Ao longo de mais de 5 anos trabalhando com essa abordagem de intervenção contabilizamos muitos resultados positivos. Citaremos dois casos em especial: uma criança de 7 anos, estudante de escola pública que apresentou muita dificuldade na alfabetização. A criança estava entrando em um processo de depressão por não conseguir obter o mesmo resultado na aprendizagem que seus colegas de sala. Foi encaminhada para a Equipe Vias do Saber, fez diversas avaliações nas quais foram constatadas dificuldade atencional e risco para Dislexia. Foi encaminhada para a terapia com fonoaudióloga e também para o treino cognitivo. No início demonstrou resistência nas tarefas com letras e associadas à alfabetização, mas foram utilizadas outros recursos como jogos e desafios cognitivos. Aos poucos ela foi percebendo que possuía um potencial que estava escondido devido a desmotivação e sensação de fracasso na aprendizagem. Passou a utilizar esse potencial para criar estratégias e responder melhor à intervenção com a fono e realizar as tarefas dadas em aula. Ao final de alguns meses de acompanhamento já havia vencido suas dificuldades e estava acompanhando o ritmo da turma.

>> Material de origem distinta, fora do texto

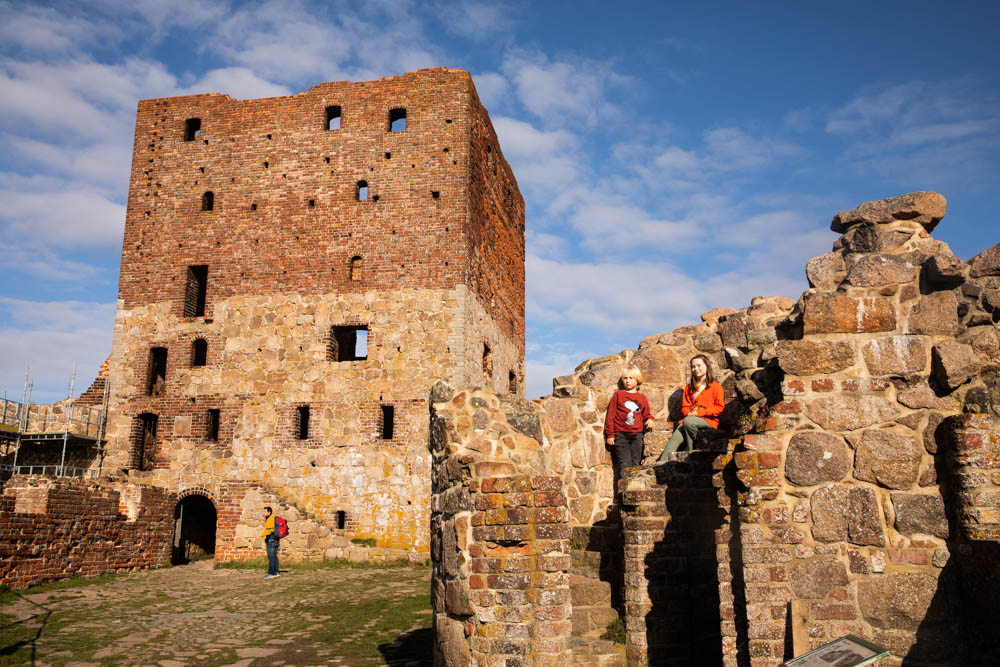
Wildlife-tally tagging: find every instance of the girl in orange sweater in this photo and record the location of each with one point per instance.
(701, 405)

Outro caso interessante é de uma criança de 8 anos, escola particular, que não gostava de realizar atividades escolares, tinha um perfil hiperativo, não se concentrava nas atividades e queria trocar por outras ou preferia brincar. Foi estimulado com vários jogos e desafios com o propósito de levá-lo a parar, pensar e depois executar. Aos poucos foi respondendo à estimulação e fazendo transferência para outros contextos: melhorou o comportamento na execução dos deveres e melhor participação em sala de aula.
Atualmente, estamos vivendo um contexto diferente onde o estudante não está num ambiente coletivo presencial, mas está num ambiente virtual coletivo, permeado por plataformas. Neste momento requer mais flexibilidade cognitiva que dantes, muita inibição (pois a internet é repleta de estímulos distratores) e memória de trabalho, além das outras funções que não foram ressaltadas neste artigo como planejamento, organização e outros.
Diante dessa situação em que estamos vivendo é muito importante que pais e responsáveis estejam atentos aos sinais de disfunção executiva e busquem formas de tratamento para evitar a dificuldade da criança em alcançar autonomia necessária para vencer seus desafios.